By Tatiana Sanchez
Mercury News
WWR Article Summary (tl;dr) An estimated 11 percent of all Syrian immigrants in the U.S. labor force are business owners — nearly four times the rate of U.S.-born business owners. The Rawas family is among that group. This is their story.
BERKELEY
Three years later, Mohammed Aref Rawas, Rawaa Kasedah and their four children are running a budding catering business that serves authentic Syrian food such as smoked basmati rice, falafel and fattoush salad.
They’ve hired their first employee. Their clients include big tech companies. And the days when starting over seemed impossible are far behind them.
They are among a large population of refugees who, after fleeing a homeland overrun by violence and political turmoil, started a business in the U.S., integrating quickly into the economy and life of a country that gave them a second chance.
The family’s entrepreneurial approach is common among immigrants, studies show.
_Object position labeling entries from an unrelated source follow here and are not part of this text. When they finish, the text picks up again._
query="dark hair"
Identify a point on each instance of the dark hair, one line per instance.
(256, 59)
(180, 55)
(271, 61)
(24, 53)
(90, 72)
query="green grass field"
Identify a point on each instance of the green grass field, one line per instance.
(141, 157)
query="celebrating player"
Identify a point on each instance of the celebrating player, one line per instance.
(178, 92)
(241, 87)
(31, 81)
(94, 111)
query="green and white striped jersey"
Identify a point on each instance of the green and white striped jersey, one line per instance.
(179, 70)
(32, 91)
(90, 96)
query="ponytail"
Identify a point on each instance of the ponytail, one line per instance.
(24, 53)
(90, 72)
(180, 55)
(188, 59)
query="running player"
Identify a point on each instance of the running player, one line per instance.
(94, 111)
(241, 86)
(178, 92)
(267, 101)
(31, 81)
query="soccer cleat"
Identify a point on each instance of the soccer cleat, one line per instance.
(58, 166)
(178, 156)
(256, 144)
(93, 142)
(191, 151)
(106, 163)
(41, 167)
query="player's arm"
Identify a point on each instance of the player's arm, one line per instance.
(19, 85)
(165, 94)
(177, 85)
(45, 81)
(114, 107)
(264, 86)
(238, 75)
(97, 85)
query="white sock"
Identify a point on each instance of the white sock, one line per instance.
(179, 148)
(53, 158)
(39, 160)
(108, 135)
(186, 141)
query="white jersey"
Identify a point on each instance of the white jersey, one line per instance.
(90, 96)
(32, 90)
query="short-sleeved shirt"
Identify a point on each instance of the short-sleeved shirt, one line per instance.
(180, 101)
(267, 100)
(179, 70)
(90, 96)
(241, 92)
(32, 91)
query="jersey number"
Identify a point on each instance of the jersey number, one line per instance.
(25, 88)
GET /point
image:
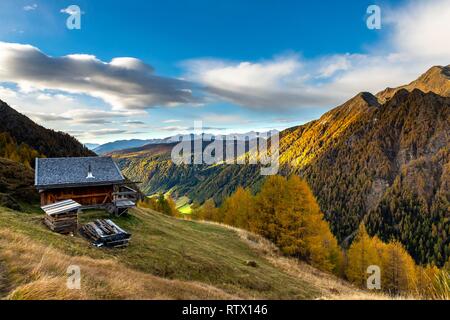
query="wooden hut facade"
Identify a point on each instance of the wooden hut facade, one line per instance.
(93, 182)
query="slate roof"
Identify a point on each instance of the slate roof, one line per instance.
(67, 172)
(61, 207)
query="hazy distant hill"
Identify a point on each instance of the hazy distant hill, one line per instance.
(126, 144)
(45, 141)
(92, 146)
(381, 159)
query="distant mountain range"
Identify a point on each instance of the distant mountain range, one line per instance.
(122, 145)
(379, 159)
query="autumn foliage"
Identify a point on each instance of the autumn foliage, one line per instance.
(286, 212)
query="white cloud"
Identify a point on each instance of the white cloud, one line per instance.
(415, 38)
(124, 83)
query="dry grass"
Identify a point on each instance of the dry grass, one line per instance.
(34, 271)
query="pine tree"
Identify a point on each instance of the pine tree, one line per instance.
(398, 269)
(363, 253)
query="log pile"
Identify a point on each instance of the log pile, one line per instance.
(64, 223)
(62, 217)
(105, 233)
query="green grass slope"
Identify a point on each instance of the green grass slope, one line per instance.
(197, 260)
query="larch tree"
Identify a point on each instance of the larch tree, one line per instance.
(362, 254)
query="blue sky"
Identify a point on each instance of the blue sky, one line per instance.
(237, 65)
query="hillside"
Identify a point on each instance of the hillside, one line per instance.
(436, 79)
(167, 259)
(47, 142)
(380, 159)
(16, 184)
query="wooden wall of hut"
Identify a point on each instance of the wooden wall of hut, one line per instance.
(86, 196)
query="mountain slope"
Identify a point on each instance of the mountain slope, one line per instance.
(45, 141)
(167, 258)
(16, 184)
(385, 164)
(392, 165)
(436, 79)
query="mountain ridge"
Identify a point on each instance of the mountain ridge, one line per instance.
(46, 141)
(354, 157)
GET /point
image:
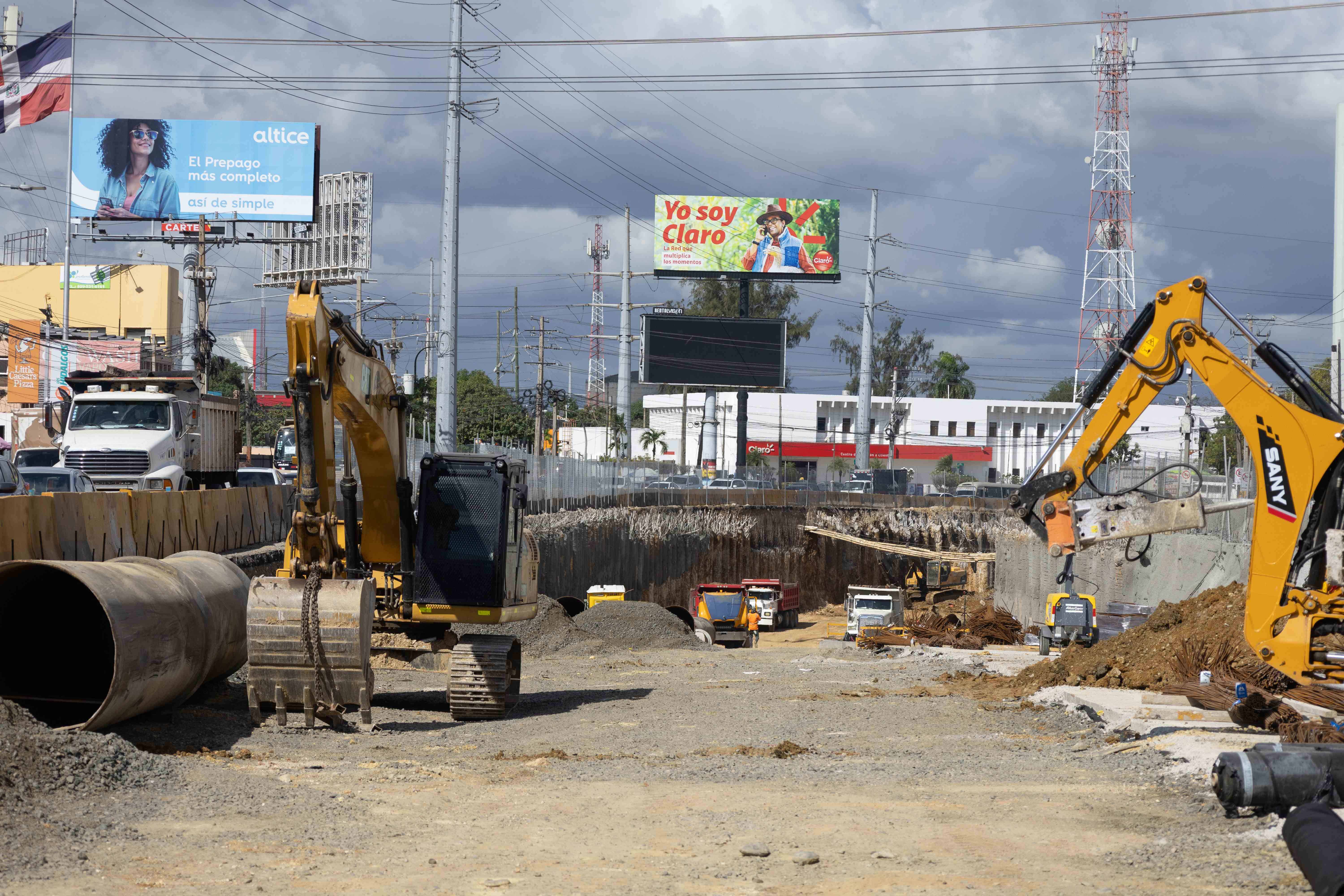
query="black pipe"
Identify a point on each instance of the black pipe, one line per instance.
(408, 530)
(306, 443)
(349, 488)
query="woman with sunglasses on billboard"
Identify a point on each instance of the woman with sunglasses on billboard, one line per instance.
(135, 154)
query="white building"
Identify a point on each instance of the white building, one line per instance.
(991, 439)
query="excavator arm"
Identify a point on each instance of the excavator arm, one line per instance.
(1299, 471)
(335, 375)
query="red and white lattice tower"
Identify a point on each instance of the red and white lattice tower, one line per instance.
(596, 388)
(1108, 307)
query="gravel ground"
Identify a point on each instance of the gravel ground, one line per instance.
(651, 772)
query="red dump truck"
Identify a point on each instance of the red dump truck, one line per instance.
(778, 602)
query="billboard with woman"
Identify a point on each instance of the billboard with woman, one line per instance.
(159, 168)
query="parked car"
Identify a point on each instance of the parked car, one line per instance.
(728, 484)
(38, 480)
(37, 457)
(255, 476)
(10, 481)
(986, 489)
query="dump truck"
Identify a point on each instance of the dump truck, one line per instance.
(725, 606)
(872, 608)
(778, 602)
(603, 593)
(158, 432)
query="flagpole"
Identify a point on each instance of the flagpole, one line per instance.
(71, 172)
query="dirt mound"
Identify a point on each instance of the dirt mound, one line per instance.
(614, 625)
(1144, 656)
(635, 624)
(550, 631)
(40, 761)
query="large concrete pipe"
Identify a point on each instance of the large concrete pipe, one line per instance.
(91, 644)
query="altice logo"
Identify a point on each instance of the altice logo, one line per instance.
(280, 136)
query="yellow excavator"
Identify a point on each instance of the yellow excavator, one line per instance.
(385, 566)
(1294, 596)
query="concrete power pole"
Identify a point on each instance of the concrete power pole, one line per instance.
(623, 353)
(862, 435)
(446, 394)
(1338, 304)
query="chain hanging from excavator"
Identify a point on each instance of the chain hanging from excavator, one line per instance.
(378, 571)
(1294, 597)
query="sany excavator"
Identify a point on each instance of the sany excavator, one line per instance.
(1294, 597)
(460, 555)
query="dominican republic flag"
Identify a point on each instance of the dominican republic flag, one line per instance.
(36, 78)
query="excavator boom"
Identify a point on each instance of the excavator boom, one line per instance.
(1299, 473)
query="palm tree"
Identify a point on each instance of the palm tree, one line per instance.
(654, 440)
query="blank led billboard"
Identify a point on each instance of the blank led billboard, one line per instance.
(745, 353)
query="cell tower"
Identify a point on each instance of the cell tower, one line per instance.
(1108, 307)
(597, 250)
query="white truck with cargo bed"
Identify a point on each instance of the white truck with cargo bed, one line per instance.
(157, 432)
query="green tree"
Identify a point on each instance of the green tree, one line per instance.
(654, 440)
(1221, 445)
(768, 299)
(948, 378)
(907, 354)
(1124, 452)
(485, 410)
(1061, 392)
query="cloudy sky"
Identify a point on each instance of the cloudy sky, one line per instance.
(983, 183)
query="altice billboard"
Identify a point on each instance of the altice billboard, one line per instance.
(165, 168)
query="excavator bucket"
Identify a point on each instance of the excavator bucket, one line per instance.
(323, 674)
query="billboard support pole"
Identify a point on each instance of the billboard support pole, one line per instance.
(862, 431)
(71, 172)
(744, 311)
(623, 375)
(446, 393)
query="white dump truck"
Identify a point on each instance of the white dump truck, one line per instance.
(869, 608)
(158, 432)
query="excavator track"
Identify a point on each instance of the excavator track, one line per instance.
(485, 676)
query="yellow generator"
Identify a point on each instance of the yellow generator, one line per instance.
(603, 593)
(1069, 618)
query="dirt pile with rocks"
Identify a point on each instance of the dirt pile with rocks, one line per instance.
(634, 624)
(48, 780)
(614, 625)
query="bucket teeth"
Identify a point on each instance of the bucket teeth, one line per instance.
(485, 678)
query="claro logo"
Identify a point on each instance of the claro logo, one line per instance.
(280, 136)
(1279, 495)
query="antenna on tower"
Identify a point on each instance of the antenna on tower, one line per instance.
(596, 249)
(1108, 304)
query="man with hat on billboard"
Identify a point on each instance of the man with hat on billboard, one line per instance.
(776, 250)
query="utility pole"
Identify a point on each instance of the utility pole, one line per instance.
(1187, 421)
(518, 390)
(446, 422)
(1338, 303)
(499, 319)
(864, 431)
(623, 353)
(682, 450)
(744, 311)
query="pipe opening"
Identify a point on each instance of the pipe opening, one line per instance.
(57, 656)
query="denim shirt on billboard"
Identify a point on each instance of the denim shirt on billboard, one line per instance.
(158, 197)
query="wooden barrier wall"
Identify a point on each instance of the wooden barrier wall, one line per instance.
(100, 526)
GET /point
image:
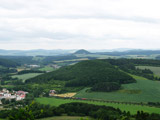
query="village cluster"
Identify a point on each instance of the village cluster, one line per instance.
(17, 95)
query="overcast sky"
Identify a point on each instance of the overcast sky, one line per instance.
(77, 24)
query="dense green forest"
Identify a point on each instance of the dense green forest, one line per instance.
(128, 65)
(85, 73)
(37, 111)
(8, 63)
An estimated 11 percent of all Syrian immigrants in the labor force are business owners — nearly four times the rate of U.S.-born business owners, according to a study by the New York-based Fiscal Policy Institute and the Center for American Progress.
A significant part of that success has been the ability to master the English language, the report said.
Meanwhile, a 2016 study by the Institute that followed Bosnian, Burmese, Hmong and Somali refugees nationwide found that they too moved up the occupational ladder and started businesses after settling in the U.S.
Thirty one out of every 1,000 Bosnian refugees in the labor force are business owners, compared with 26 out of every 1,000 Burmese, 22 out of 1,000 Hmong and 15 out of every 1,000 Somalis, the study found.
“There’s a hunger for dignified work,” said Dr. Thane Kreiner, executive director of the Miller Center for Social Entrepreneurship at Santa Clara University. Kreiner launched an accelerator program known as Social Entrepreneurship at the Margins, which helps businesses and organizations around the world run by refugees, migrants or victims of human trafficking. “There’s this element of launching businesses, but also of integrating with the new host community so the refugees become part of the community rather than the ‘other.'”
The Rawas family started Old Damascus Fare casually, by happenstance last year though the family has entrepreneurship in their blood.
Rawas owned a successful clothing factory in Syria, where he oversaw about 50 employees. The family lived comfortably in a suburb in their native Damascus.
But increasing gunfire, kidnappings and the presence of military groups forced them to leave, and their temporary escape to Jordan in 2012 soon became permanent.
More than 500,000 Syrians have died and nearly 6 million have fled during a civil war that began seven years ago with an uprising against President Bashar al-Assad. Since the Trump administration’s ban on travel from seven Muslim nations, including Syria, only a handful of Syrian refugees have been resettled in California in the past fiscal year.
As the Rawas family settled into the Bay Area, new friends and acquaintances in the Arab community asked Kasedah to cater birthday parties and other events.
By then, the family had noticed the absence of authentic Syrian food, even in Oakland’s diverse neighborhoods. Soon they were catering events for local tech companies such as Facebook and LinkedIn.
“We got to the point where we realized it’s not only about food,” said Batool Rawoas, one of the couple’s daughters. “We are making new friends, we are hearing about new opportunities. It’s a way to share our culture with the people here.”
They’re a powerful example of the American dream, said David Miliband, a former British foreign secretary and CEO of the International Rescue Committee, which resettled the Rawas family in 2015. “They show that these are people who want to work and not be reliant on welfare,” he said.
Miliband visited the family recently at their catering kiosk on the UC Berkeley campus before he gave a speech, ordering the falafel sandwich and munching on appetizers that the family excitedly prepared for him. Because refugees like the Rawas’ often have to reinvent their lives, he said, that makes them resilient entrepreneurs.
“In a way, being a refugee, having to flee for your life, having to figure out who to trust, having to figure out new ways of survival … there could hardly be a more effective job training program,” he said. “Those qualities of cooperation, determination, courage, trust are important for any entrepreneur. I don’t want to trivialize it, but it makes the point.”
The family admits they’re still struggling. Their expenses regularly exceed their income, and they’re overwhelmed by the painstaking details of operating a business.
“The main challenge for any refugee family is navigating how to survive in the Bay Area because it’s so expensive,” said Rawoas, who is attending community college and hopes to transfer to a four-year university to study psychology and public health. “We lived in Syria, we were from the middle class and we had a very comfortable life. We owned our own house, our own land.”
“But we’re hoping, in the future, this will be a good thing to support us financially,” she added.
Their next goal: to own a restaurant.